Merkezi İznik’te olan Türkiye’nin de kısa zamanda yakından tanıdığı Köfteci Yusuf’un sahibi Yusuf Akkaş, bugün İzmir Sanayici İşadamları Derneği’nin düzenlediği Çarşamba Toplantılarının konuğu oldu. Akkaş, İzmirli işadamlarına küçücük bir işletmeden imparatorluğa giden yolun hikayesini anlattı.
İznik’te 1996 yılında ailesiyle açtığı 4 masalı küçük dükkandan bugün 12 kentteki 26 şubesinde 7 bin kişiyi çalıştıran, ‘Köfteci Yusuf’ adıyla markalaşan 37 yaşındaki Yusuf Akkaş, günde 150-200 dana, 600-700 kuzu işlediklerini söyledi. Akkaş, insanların ailece, ödeyecekleri ücretten korkmadan yemek yiyebilecekleri bir yer olmak için yola çıktıklarını belirterek, “Çoğu yerde insanlar su içmeye bile çekiniyor. Herkese, ‘5 TL verdik, 15 TL’lik hizmet aldık’ dedirtmek istiyorum” dedi.
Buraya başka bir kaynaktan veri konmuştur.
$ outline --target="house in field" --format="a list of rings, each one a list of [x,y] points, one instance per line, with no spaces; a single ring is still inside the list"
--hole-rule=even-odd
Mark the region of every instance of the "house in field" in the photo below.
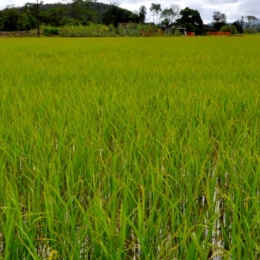
[[[165,34],[174,34],[175,31],[179,31],[182,35],[187,35],[187,29],[181,27],[176,23],[169,24],[163,28]]]

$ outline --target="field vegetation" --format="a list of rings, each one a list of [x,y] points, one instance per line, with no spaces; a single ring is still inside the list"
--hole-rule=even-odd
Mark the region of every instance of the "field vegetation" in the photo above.
[[[0,39],[1,258],[259,258],[259,46]]]

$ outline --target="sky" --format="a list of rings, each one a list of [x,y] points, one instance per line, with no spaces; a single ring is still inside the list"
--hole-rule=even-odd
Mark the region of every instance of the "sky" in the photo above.
[[[40,0],[39,0],[40,1]],[[43,0],[44,1],[44,0]],[[57,3],[68,0],[45,0],[44,3]],[[145,5],[148,9],[146,22],[152,22],[152,13],[149,11],[151,4],[161,4],[162,9],[169,8],[172,4],[178,5],[180,9],[189,7],[200,12],[203,22],[210,23],[212,21],[213,12],[219,11],[225,13],[228,22],[234,22],[242,16],[253,15],[260,19],[260,1],[259,0],[98,0],[103,3],[119,3],[120,7],[130,11],[138,11],[141,5]],[[7,5],[23,6],[26,2],[36,2],[36,0],[0,0],[0,9]]]

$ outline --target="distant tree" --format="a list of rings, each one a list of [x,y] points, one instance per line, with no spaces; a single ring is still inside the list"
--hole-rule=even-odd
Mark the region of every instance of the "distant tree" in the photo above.
[[[156,13],[156,15],[157,15],[157,23],[159,23],[159,12],[162,11],[161,5],[152,3],[152,5],[150,7],[150,11],[153,12],[153,13]]]
[[[195,32],[196,34],[203,33],[203,21],[199,11],[186,7],[180,11],[180,15],[181,18],[176,20],[179,25],[185,27],[187,31]]]
[[[139,22],[141,22],[141,23],[145,22],[146,14],[147,14],[147,8],[144,5],[142,5],[139,8]]]
[[[21,26],[21,13],[19,9],[13,5],[7,6],[2,11],[2,30],[4,31],[18,31]]]
[[[102,22],[106,25],[113,24],[117,27],[118,23],[134,22],[133,17],[135,15],[131,11],[112,5],[110,9],[103,13]]]
[[[227,16],[223,13],[220,12],[214,12],[213,13],[213,28],[216,31],[219,31],[221,29],[222,26],[226,25],[227,23]]]
[[[247,19],[247,22],[248,22],[248,26],[247,27],[251,27],[251,23],[253,22],[253,21],[256,21],[257,20],[257,18],[255,17],[255,16],[253,16],[253,15],[248,15],[248,16],[246,16],[246,19]]]
[[[239,33],[243,33],[243,26],[241,21],[237,20],[233,22],[231,25],[234,25]]]
[[[169,23],[174,23],[180,15],[180,7],[178,5],[171,5],[169,8],[162,10],[161,18],[168,20]]]

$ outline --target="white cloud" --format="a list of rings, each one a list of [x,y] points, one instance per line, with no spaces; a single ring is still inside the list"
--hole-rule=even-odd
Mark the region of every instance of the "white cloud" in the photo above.
[[[62,0],[45,0],[44,3],[62,2]],[[131,11],[138,10],[141,5],[145,5],[148,9],[147,18],[152,21],[152,14],[149,12],[152,3],[161,4],[162,8],[169,7],[171,4],[177,4],[180,8],[189,7],[200,12],[204,23],[211,22],[214,11],[220,11],[227,15],[228,22],[233,22],[241,18],[241,16],[254,15],[260,18],[260,1],[259,0],[155,0],[155,1],[140,1],[140,0],[98,0],[105,3],[121,3],[120,7]],[[22,6],[26,2],[36,2],[36,0],[0,0],[0,9],[7,5],[14,4]]]

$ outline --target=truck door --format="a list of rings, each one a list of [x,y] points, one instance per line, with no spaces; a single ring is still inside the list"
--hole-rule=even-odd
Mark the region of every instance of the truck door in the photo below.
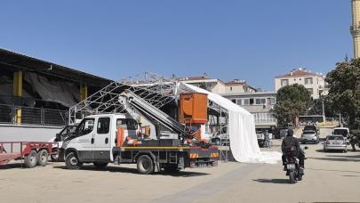
[[[136,120],[132,119],[132,118],[118,118],[116,120],[116,128],[117,127],[122,127],[124,128],[124,133],[126,136],[131,137],[132,139],[137,139],[138,138],[138,123]]]
[[[111,145],[110,145],[110,118],[103,117],[98,118],[96,134],[94,136],[94,159],[99,162],[109,162]]]
[[[76,129],[77,138],[77,151],[81,161],[92,161],[93,159],[94,147],[94,124],[95,118],[84,118]]]

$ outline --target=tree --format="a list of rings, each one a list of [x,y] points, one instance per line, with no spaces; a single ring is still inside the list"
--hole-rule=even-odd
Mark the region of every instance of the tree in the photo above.
[[[311,102],[308,91],[302,85],[294,84],[280,88],[274,107],[275,116],[280,125],[292,123],[304,115]]]
[[[333,108],[348,118],[350,126],[355,125],[360,117],[360,59],[337,63],[325,80]]]

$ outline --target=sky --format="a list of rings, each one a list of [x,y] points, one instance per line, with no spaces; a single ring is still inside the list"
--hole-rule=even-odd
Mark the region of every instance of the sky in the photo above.
[[[352,58],[350,24],[350,0],[4,0],[0,47],[114,80],[207,73],[271,91]]]

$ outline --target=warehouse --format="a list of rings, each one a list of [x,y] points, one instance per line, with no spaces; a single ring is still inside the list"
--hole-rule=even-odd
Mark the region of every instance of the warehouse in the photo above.
[[[69,107],[110,82],[0,49],[0,139],[53,135],[68,123]]]

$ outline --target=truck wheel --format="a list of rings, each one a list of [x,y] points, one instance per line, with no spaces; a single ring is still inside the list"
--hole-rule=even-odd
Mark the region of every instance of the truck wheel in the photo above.
[[[108,163],[104,163],[104,162],[93,162],[93,166],[95,166],[95,167],[97,169],[103,169],[104,167],[106,167],[108,166]]]
[[[36,166],[36,150],[30,150],[30,152],[27,155],[25,155],[24,158],[24,162],[25,162],[25,166],[28,168],[32,168]]]
[[[173,173],[177,173],[177,172],[180,171],[180,169],[178,168],[178,166],[164,166],[164,170],[166,173],[169,173],[169,174],[173,174]]]
[[[141,175],[149,175],[154,172],[154,162],[148,155],[142,155],[137,162],[138,171]]]
[[[81,166],[81,162],[75,152],[70,152],[65,158],[65,165],[68,169],[76,170]]]
[[[47,164],[49,154],[47,153],[46,150],[41,150],[37,152],[37,166],[45,166]]]
[[[52,154],[50,155],[50,158],[52,158],[52,162],[59,161],[59,150],[57,148],[54,148],[52,150],[52,152],[56,152],[56,154]]]

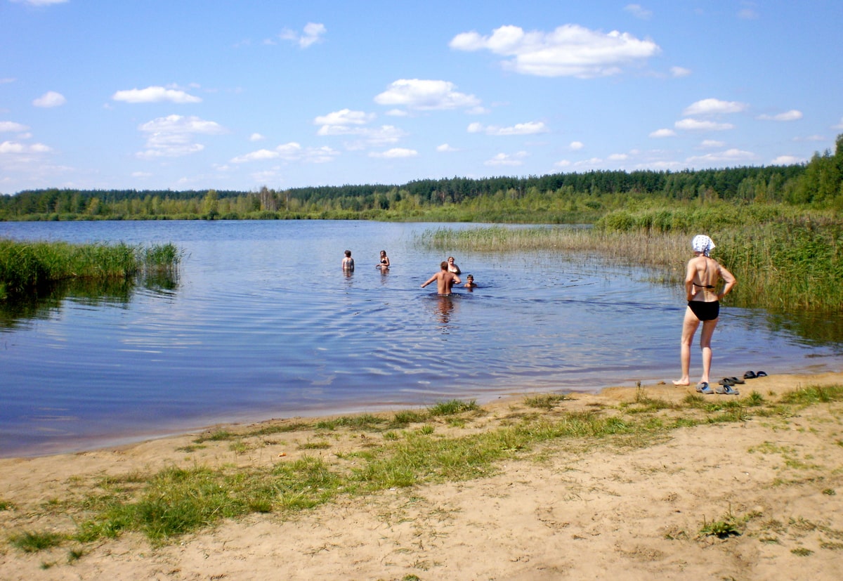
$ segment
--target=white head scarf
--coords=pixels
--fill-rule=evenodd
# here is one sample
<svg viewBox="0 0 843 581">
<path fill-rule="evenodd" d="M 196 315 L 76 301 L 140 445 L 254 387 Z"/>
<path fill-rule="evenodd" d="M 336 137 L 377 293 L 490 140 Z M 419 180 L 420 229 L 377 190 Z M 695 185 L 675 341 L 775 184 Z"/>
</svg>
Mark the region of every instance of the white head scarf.
<svg viewBox="0 0 843 581">
<path fill-rule="evenodd" d="M 695 252 L 702 252 L 703 255 L 708 256 L 709 253 L 714 250 L 714 240 L 706 234 L 697 234 L 690 241 L 690 245 Z"/>
</svg>

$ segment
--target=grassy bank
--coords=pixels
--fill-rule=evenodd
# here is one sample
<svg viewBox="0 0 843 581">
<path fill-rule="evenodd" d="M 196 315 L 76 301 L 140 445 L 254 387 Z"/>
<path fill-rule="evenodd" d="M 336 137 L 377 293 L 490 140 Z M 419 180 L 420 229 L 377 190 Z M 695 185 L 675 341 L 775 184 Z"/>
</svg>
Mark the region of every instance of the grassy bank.
<svg viewBox="0 0 843 581">
<path fill-rule="evenodd" d="M 171 271 L 181 260 L 172 244 L 19 242 L 0 239 L 0 299 L 69 279 L 107 280 Z"/>
<path fill-rule="evenodd" d="M 843 304 L 843 223 L 827 215 L 796 216 L 780 207 L 731 205 L 685 210 L 610 213 L 593 229 L 491 226 L 431 229 L 419 244 L 447 252 L 548 250 L 599 254 L 613 261 L 663 268 L 679 284 L 691 256 L 690 239 L 706 233 L 712 256 L 738 284 L 727 300 L 741 307 L 783 312 L 838 312 Z M 701 224 L 695 226 L 695 224 Z"/>
</svg>

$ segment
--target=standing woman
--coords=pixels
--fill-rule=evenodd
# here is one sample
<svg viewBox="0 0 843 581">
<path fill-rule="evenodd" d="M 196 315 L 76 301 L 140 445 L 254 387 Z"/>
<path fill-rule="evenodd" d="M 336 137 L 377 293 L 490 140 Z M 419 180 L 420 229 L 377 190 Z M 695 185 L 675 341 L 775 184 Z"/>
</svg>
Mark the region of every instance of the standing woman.
<svg viewBox="0 0 843 581">
<path fill-rule="evenodd" d="M 694 249 L 694 258 L 688 261 L 685 273 L 688 308 L 685 309 L 685 321 L 682 324 L 679 351 L 682 377 L 674 381 L 674 385 L 690 385 L 690 346 L 694 342 L 694 333 L 701 321 L 700 347 L 702 349 L 702 376 L 696 385 L 696 390 L 702 394 L 711 394 L 714 393 L 708 386 L 708 374 L 711 370 L 711 336 L 720 316 L 720 299 L 732 290 L 737 281 L 731 272 L 709 256 L 714 249 L 714 242 L 711 238 L 698 234 L 691 240 L 691 247 Z M 717 293 L 716 287 L 720 278 L 723 279 L 726 285 Z"/>
</svg>

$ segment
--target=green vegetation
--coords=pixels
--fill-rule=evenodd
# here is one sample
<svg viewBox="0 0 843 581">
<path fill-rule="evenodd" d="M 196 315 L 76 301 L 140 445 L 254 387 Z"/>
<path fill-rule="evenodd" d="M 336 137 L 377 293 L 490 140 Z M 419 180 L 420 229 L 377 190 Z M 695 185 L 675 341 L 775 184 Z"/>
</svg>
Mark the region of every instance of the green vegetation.
<svg viewBox="0 0 843 581">
<path fill-rule="evenodd" d="M 843 207 L 843 135 L 806 164 L 697 171 L 590 171 L 541 176 L 416 180 L 404 185 L 259 191 L 24 191 L 0 196 L 0 220 L 377 219 L 591 223 L 642 202 L 723 201 Z M 699 226 L 699 224 L 698 224 Z"/>
<path fill-rule="evenodd" d="M 0 239 L 0 300 L 68 280 L 97 282 L 172 273 L 181 253 L 172 244 L 19 242 Z"/>
<path fill-rule="evenodd" d="M 816 394 L 822 393 L 818 398 Z M 813 395 L 811 395 L 813 394 Z M 153 543 L 166 542 L 185 533 L 212 526 L 222 519 L 237 518 L 251 513 L 274 512 L 293 514 L 341 497 L 358 496 L 393 487 L 428 482 L 454 481 L 493 474 L 497 465 L 511 458 L 534 458 L 541 461 L 546 451 L 544 444 L 564 444 L 566 449 L 588 449 L 609 445 L 619 449 L 647 446 L 661 441 L 666 433 L 685 427 L 711 422 L 741 422 L 749 414 L 787 417 L 804 405 L 819 401 L 843 401 L 843 385 L 806 387 L 766 403 L 763 400 L 741 397 L 711 401 L 689 395 L 677 403 L 664 402 L 647 395 L 639 388 L 634 401 L 617 406 L 600 406 L 590 411 L 564 409 L 564 402 L 576 397 L 551 394 L 529 396 L 524 404 L 529 407 L 552 405 L 552 410 L 523 413 L 513 410 L 499 418 L 495 426 L 477 429 L 488 421 L 486 412 L 474 402 L 442 402 L 426 412 L 412 415 L 419 429 L 384 431 L 395 420 L 364 414 L 361 422 L 341 421 L 328 428 L 317 422 L 283 424 L 287 428 L 317 433 L 325 429 L 342 429 L 345 437 L 357 442 L 351 449 L 319 457 L 303 454 L 297 459 L 281 460 L 274 465 L 260 462 L 237 467 L 230 464 L 218 467 L 194 465 L 167 467 L 152 474 L 132 472 L 123 476 L 100 478 L 87 489 L 74 485 L 75 492 L 67 499 L 54 499 L 41 506 L 45 514 L 69 513 L 75 532 L 24 531 L 8 537 L 13 546 L 35 551 L 68 541 L 89 543 L 114 538 L 124 532 L 137 531 Z M 459 410 L 459 411 L 458 411 Z M 444 417 L 442 413 L 448 415 Z M 395 414 L 397 417 L 399 414 Z M 402 412 L 403 417 L 406 417 Z M 465 424 L 444 428 L 448 418 L 462 417 Z M 434 430 L 434 424 L 438 428 Z M 262 438 L 264 428 L 240 433 L 217 431 L 221 439 Z M 428 429 L 423 429 L 423 428 Z M 441 428 L 441 431 L 439 429 Z M 366 444 L 360 444 L 360 432 L 369 432 Z M 381 433 L 383 438 L 373 434 Z M 222 436 L 225 434 L 225 438 Z M 332 436 L 331 444 L 319 440 L 319 449 L 340 446 L 342 433 Z M 310 436 L 308 435 L 307 438 Z M 207 441 L 207 438 L 206 439 Z M 250 444 L 250 445 L 257 445 Z M 309 446 L 301 446 L 308 448 Z M 778 449 L 760 449 L 765 454 L 783 454 Z M 281 455 L 286 455 L 286 454 Z M 333 460 L 329 461 L 333 455 Z M 787 465 L 788 470 L 811 469 L 804 462 Z M 826 489 L 824 494 L 833 493 Z M 37 511 L 36 511 L 37 512 Z M 35 514 L 30 514 L 28 523 Z M 728 513 L 709 522 L 703 519 L 699 535 L 726 538 L 739 535 L 755 514 L 736 517 Z M 807 525 L 804 525 L 807 526 Z M 795 526 L 795 525 L 794 525 Z M 769 527 L 768 527 L 769 528 Z M 836 538 L 836 537 L 835 537 Z M 83 554 L 83 547 L 74 551 Z M 78 558 L 78 557 L 77 557 Z"/>
</svg>

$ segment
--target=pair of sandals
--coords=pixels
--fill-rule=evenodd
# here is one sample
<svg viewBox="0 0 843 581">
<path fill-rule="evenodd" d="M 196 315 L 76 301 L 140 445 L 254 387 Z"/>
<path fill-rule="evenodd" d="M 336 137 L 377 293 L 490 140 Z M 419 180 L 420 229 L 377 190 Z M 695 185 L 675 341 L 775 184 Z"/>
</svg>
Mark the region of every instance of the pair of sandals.
<svg viewBox="0 0 843 581">
<path fill-rule="evenodd" d="M 746 379 L 754 379 L 757 377 L 766 377 L 767 374 L 765 371 L 759 371 L 757 374 L 753 371 L 747 371 L 744 374 L 744 378 Z M 711 386 L 705 381 L 702 381 L 696 385 L 696 390 L 699 393 L 708 395 L 717 393 L 723 395 L 739 395 L 740 391 L 734 388 L 735 385 L 738 384 L 745 384 L 746 382 L 740 379 L 739 377 L 724 377 L 722 379 L 717 382 L 719 387 L 715 390 L 711 390 Z"/>
</svg>

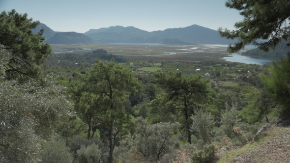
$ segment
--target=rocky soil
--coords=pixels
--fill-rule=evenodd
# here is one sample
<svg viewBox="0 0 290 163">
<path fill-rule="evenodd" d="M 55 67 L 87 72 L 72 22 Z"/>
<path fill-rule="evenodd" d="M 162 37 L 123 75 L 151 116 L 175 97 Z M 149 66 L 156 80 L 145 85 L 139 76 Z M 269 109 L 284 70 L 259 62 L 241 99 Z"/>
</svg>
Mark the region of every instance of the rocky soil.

İzmir Sanayici ve İşadamları Derneği’nin (İZSİAD) ayda bir düzenlediği geleneksel Çarşamba Toplantıları’nın konuğu, ‘Köfteci Yusuf’ markasıyla tanınan Yusuf Akkaş oldu. Tepekule Kongre Merkezi’ndeki toplantıyı, İZSİAD üyelerinin yanı sıra Arkas CEO’su Önder Türkkanı, Dirinler Makine Yönetim Kurulu Başkanı Mustafa Dirin gibi İzmir iş dünyasının önde gelen isimleri de takip etti.
Yusuf Akkaş, İznik’te 4 masayla başladığı küçük dükkandan bugün nasıl Türkiye markası haline geldiğini anlattı. 1996 yılında kurulduklarını ve bugün Türkiye’nin Avrupa standartlarındaki en büyük köfte fabrikası olduklarını öne süren Akkaş, “Halen Bursa, İzmir, Eskişehir, Yalova, Bilecik, Balıkesir, Kocaeli, Denizli, Aydın, Kırıkkale, Ankara ve İstanbul’da toplam 26 şubede yaklaşık 7 bin personelle hizmet veriyoruz. Köfteci Yusuf markasının yanı sıra DönerY, BurgerAge, Ciğerce ve Kamenta markalarımız da var” dedi.
“BEN İYİ BİR KASABIM İYİ PİŞİRİCİYİM”
İşlerinde hiçbir zaman ‘ciro’ hedefiyle çalışmadığını vurgulayan Akkaş, şöyle devam etti: “Yolumuza hep daha iyisini yapma hedefiyle devam ettik. Başarımızın altında yatan temel neden budur. ‘Bu iş bu kadardır’a inanmıyorum. Gelişme hep var. Daha da gelişebiliriz, büyüyebiliriz diye düşünüyorum. İyi bir ürünümüz var. Yurtdışına da açılabiliriz. Bunun için çalışıyoruz. Günde 150-200 dana, 600-700 kuzu işliyoruz. En iyi kaliteyi ve lezzeti sunuyoruz.”
İşlerin artık çok büyüdüğünü kaydeden Akkaş, “Ben iyi bir kasabım. İyi bir pişiriciyim. Otomobil kullanabilirim. Ama bu iş artık uçak oldu. Ben pilot değilim. Bu uçağı kullanamam. O nedenle artık profesyonellerden danışmanlık hizmeti alıyoruz” diye konuştu.
“MÜŞTERİ BİZE KEFİL OLUYOR”
Başarının altında yatan en önemli nedenlerden birinin de müşterilerinin kendilerini sahiplenmeleri olduğunu belirten Akkaş, sözlerini şöyle tamamladı: “Müşterilerimiz bize kefil oluyor. Onların hakkını en iyi şekilde vermemiz gerekiyor. İnsanlar bizde maaile yemek yiyebiliyor. Sonuçta ödeyeceği para onu ürkütmüyor. Çoğu yerde insanlar su içmeye bile çekiniyor. Herkese, ‘5 TL verdik, 15 TL’lik hizmet aldık’ dedirtmek istiyorum. Personelime inatla bunu anlatıyorum. Müşteriden değil, benden gitsin, ben zarar edeyim. Bir de misafirlerimizden, bize laflarını esirgememelerini, eleştiri yapmalarını özellikle istiyoruz ki yanlışımız varsa düzeltelim.”